What are multi actions? Multi actions help you orchestrate a set of planning operations across multiple models and versions. They link together a sequence of steps such as data actions and version management steps, which all run from a single starter. Multi actions can help planning users save time when they need to run multiple data actions in a sequence, publish versions, or both.

Multi actions can be added to both basic and advanced stories to carry out complex or repetitive planning operations more quickly and accurately. They can be triggered from a starter, a script, or scheduled from the calendar.

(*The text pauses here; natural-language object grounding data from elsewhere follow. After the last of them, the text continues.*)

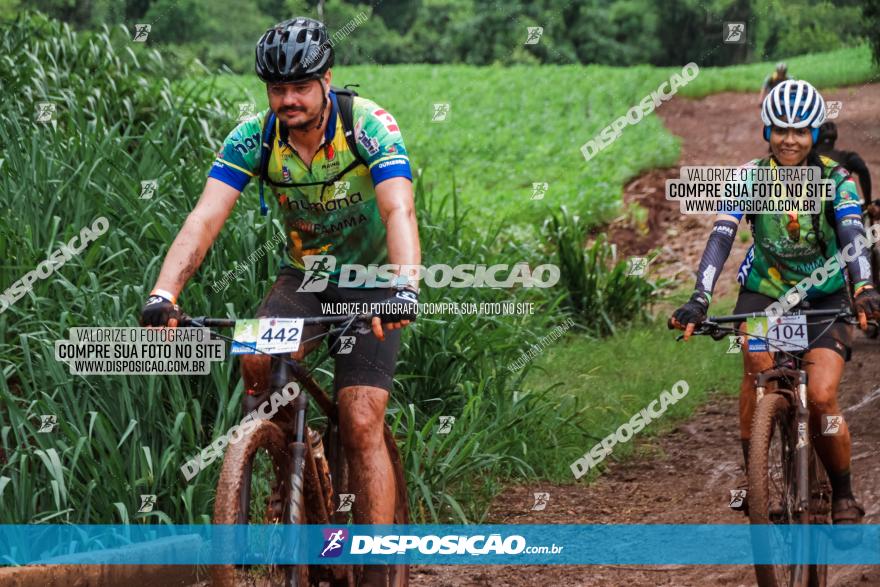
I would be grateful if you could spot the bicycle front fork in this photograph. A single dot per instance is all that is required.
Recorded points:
(803, 446)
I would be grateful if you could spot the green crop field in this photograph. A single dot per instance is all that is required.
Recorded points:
(509, 127)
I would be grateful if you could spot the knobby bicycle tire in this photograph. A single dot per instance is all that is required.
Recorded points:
(235, 483)
(773, 417)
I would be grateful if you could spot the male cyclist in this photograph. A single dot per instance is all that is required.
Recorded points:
(788, 247)
(773, 80)
(371, 221)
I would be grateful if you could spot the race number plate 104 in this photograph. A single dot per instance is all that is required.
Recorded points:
(269, 335)
(785, 333)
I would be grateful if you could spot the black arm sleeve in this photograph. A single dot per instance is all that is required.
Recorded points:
(714, 256)
(857, 165)
(851, 233)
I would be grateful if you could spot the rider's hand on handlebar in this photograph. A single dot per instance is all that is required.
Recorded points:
(160, 311)
(867, 305)
(690, 315)
(398, 310)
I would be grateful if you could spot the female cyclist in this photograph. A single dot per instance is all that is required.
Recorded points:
(787, 249)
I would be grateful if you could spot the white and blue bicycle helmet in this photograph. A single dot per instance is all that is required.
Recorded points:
(793, 104)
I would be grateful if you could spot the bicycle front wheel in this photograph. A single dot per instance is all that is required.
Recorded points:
(255, 488)
(772, 486)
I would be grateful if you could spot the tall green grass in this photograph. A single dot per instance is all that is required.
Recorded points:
(510, 127)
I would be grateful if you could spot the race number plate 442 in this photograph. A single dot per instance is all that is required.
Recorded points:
(785, 333)
(269, 335)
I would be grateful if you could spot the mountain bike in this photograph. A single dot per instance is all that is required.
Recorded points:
(306, 470)
(787, 483)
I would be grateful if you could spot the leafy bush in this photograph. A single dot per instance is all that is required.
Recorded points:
(599, 292)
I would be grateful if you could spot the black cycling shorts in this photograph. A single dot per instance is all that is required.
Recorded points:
(370, 361)
(838, 337)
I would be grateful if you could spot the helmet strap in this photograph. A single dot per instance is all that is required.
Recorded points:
(323, 103)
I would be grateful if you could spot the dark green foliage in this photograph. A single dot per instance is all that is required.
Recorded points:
(482, 32)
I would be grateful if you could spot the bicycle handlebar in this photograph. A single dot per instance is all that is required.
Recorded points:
(207, 322)
(840, 312)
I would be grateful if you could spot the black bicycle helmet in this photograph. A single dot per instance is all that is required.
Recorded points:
(294, 50)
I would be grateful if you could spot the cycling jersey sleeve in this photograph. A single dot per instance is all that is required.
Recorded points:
(380, 142)
(239, 158)
(846, 200)
(856, 164)
(851, 233)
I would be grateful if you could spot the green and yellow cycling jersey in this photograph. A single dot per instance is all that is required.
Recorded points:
(777, 261)
(340, 219)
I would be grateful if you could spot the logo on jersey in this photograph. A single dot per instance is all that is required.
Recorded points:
(368, 142)
(387, 120)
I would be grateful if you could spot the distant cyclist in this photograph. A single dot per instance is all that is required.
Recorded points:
(849, 159)
(773, 80)
(788, 247)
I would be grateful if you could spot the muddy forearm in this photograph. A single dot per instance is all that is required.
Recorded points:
(184, 256)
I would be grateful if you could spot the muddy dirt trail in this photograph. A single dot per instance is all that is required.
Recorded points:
(686, 476)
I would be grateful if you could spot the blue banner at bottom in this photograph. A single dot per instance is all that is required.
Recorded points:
(734, 544)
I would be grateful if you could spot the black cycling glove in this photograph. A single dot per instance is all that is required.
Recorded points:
(692, 312)
(868, 301)
(158, 311)
(402, 305)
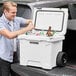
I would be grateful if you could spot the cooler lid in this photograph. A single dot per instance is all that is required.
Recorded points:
(54, 17)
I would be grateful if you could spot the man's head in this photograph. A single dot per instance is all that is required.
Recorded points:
(10, 9)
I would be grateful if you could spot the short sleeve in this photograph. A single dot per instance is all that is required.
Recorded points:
(2, 26)
(21, 20)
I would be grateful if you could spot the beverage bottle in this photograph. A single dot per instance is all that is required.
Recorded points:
(49, 32)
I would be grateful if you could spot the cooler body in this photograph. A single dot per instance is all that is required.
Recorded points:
(38, 49)
(40, 53)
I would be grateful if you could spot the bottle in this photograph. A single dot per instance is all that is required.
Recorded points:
(49, 32)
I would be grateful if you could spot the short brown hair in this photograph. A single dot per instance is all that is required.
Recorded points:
(7, 4)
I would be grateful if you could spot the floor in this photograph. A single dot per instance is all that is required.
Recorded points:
(68, 70)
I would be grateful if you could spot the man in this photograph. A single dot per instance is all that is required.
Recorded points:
(10, 29)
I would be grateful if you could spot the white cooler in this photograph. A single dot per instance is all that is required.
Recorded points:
(39, 50)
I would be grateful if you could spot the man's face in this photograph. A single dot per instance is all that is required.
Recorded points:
(11, 13)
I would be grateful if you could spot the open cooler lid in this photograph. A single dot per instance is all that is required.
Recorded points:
(54, 17)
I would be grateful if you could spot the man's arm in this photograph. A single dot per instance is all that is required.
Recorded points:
(14, 34)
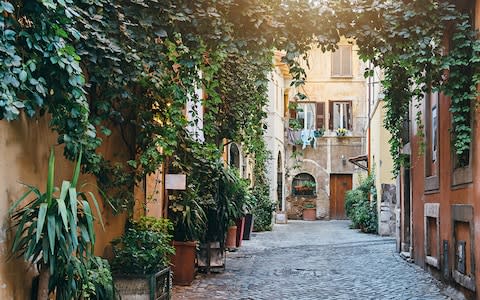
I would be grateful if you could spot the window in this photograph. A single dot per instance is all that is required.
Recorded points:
(306, 115)
(340, 115)
(431, 141)
(304, 185)
(342, 62)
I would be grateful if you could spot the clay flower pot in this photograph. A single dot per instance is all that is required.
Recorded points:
(231, 240)
(240, 229)
(309, 214)
(183, 262)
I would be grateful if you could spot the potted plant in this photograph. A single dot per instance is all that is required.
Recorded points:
(319, 132)
(341, 132)
(309, 212)
(231, 239)
(225, 208)
(244, 200)
(188, 220)
(305, 188)
(54, 230)
(141, 259)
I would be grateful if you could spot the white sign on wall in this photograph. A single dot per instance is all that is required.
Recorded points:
(175, 181)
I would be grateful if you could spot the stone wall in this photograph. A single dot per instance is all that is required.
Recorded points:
(387, 217)
(25, 146)
(329, 157)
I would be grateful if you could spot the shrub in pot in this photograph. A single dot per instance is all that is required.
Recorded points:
(309, 212)
(141, 258)
(54, 230)
(188, 222)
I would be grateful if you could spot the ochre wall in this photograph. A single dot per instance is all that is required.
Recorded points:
(24, 149)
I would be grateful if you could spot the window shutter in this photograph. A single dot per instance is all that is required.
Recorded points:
(293, 113)
(330, 114)
(346, 60)
(349, 116)
(320, 118)
(336, 64)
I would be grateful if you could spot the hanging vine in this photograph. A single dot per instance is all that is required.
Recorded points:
(98, 66)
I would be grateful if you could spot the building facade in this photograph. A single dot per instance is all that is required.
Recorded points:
(325, 128)
(380, 163)
(440, 212)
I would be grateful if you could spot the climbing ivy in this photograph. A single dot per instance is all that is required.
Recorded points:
(130, 66)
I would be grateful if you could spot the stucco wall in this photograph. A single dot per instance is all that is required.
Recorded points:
(332, 153)
(25, 145)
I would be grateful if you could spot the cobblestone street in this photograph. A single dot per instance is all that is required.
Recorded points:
(315, 260)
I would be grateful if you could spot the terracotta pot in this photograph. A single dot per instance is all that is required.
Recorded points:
(240, 229)
(248, 228)
(231, 240)
(309, 214)
(183, 262)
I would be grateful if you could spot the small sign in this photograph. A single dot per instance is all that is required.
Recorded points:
(175, 181)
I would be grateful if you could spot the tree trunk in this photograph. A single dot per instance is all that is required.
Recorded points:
(42, 293)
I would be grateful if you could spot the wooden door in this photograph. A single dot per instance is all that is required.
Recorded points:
(339, 185)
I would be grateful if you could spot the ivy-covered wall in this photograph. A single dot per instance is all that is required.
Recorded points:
(25, 145)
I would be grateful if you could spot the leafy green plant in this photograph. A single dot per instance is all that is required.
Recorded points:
(54, 230)
(99, 284)
(144, 248)
(341, 131)
(358, 207)
(294, 124)
(263, 208)
(187, 215)
(309, 205)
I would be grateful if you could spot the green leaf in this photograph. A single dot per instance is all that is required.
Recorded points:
(7, 6)
(23, 76)
(89, 217)
(42, 212)
(51, 174)
(62, 210)
(18, 234)
(14, 206)
(95, 202)
(51, 232)
(76, 171)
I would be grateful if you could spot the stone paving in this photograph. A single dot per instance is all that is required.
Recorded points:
(315, 260)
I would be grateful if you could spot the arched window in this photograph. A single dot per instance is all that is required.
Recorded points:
(304, 185)
(234, 154)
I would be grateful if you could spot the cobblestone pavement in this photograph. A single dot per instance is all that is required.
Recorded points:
(315, 260)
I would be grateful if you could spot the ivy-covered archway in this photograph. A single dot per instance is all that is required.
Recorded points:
(131, 66)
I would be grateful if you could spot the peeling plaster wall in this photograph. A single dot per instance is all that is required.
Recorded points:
(24, 148)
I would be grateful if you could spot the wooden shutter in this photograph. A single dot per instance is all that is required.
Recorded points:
(320, 115)
(349, 116)
(346, 60)
(330, 115)
(293, 113)
(336, 63)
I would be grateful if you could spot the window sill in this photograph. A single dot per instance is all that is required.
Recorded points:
(462, 176)
(341, 76)
(432, 184)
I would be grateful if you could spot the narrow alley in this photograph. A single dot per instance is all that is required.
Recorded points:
(315, 260)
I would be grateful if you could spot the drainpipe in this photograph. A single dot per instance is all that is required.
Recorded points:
(368, 117)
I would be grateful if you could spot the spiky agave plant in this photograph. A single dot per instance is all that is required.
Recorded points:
(54, 230)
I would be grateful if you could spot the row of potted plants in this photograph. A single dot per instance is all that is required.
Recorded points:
(54, 230)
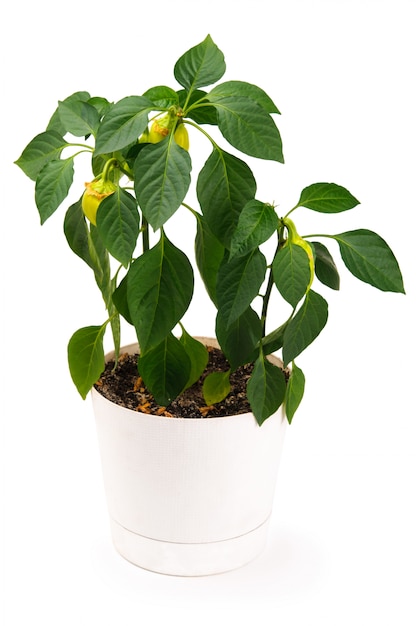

You can add parameters to your multi actions to prompt you for values while running the operations and to make them easier to update and reuse.
Consider using multi actions if your planning process involves running data actions on multiple versions or models or publishing data between data action steps.
Use Multi Actions in a Planning Story
You are working on your forecast income statement and you learn of a labor rate increase from HR. You need to quickly rerun multiple data actions at once so you create and run multi actions in your planning story.
Multi Action Steps
Multi actions allow for a simpler end-user experience and have a lower cost-of-development. Using multi actions, you can orchestrate the execution of various tasks in SAP Analytics Cloud components.
- Data Action Step: Runs a data action with parameter values that you specify in the step, either by setting fixed values or by applying parameters from the multi action.
- Data Locking Step: Allows data locks to be set directly from the multi action starter. Setting data locks protects your data from unwanted changes.
- Version Management Step: Publishes a version from the model that you specify. You can set the version, or apply a parameter from the multi action.
- Predictive Step: Runs a time series forecast predictive scenario to answer business questions using a predictive model. This step retrains a predictive model based on the current state of your data, and then writes a forecast to a public or private planning version.
- Data Import Step: Import master data and transaction data from SAP source systems.
- API Step: Integrates on-premise and cloud-based external applications using an HTTP Application Programming Interface (API).
When should you use a multi action instead of a data action?
A data action consists of one or more steps for the same model. A data step can have another data action embedded into it as long as they all belong to the same model.
You can use an embedded data action step to run another data action as part of the one you’re working on. Combining these steps with dynamic parameters lets you reuse data actions from the same model and set different source or target members.
A multi action bundles multiple data actions into one.
In the following example, you can see that one multi action has been created to run five separate data actions using two different models. The Copy Hours HR → Expense data action actually copies labor hours from the HR model to the Expense model.

Multi Actions vs. Data Actions
Use Case | Example | Solution |
---|---|---|
Run a data action multiple times on the same version and publish it at the end | Run depreciation on several fixed assets for a single version | Data Action or Multi Action |
Run data actions on multiple target versions | Plan on multiple versions simultaneously and populate them with initial data | Multi Action |
Run data actions on multiple models | Copy data from a strategic planning model to multiple models such as workforce and finance | Multi Action |
Run a data action, publish data and then run another data action | Copy the initial data to a version, publish it and then run an advanced formula | Multi Action |
Performance Considerations
If you are adding multiple data actions based on the same model and version, then it is recommended to embed these data actions into a new data action first. You can then add the new embedded data action to your multi action to improve performance.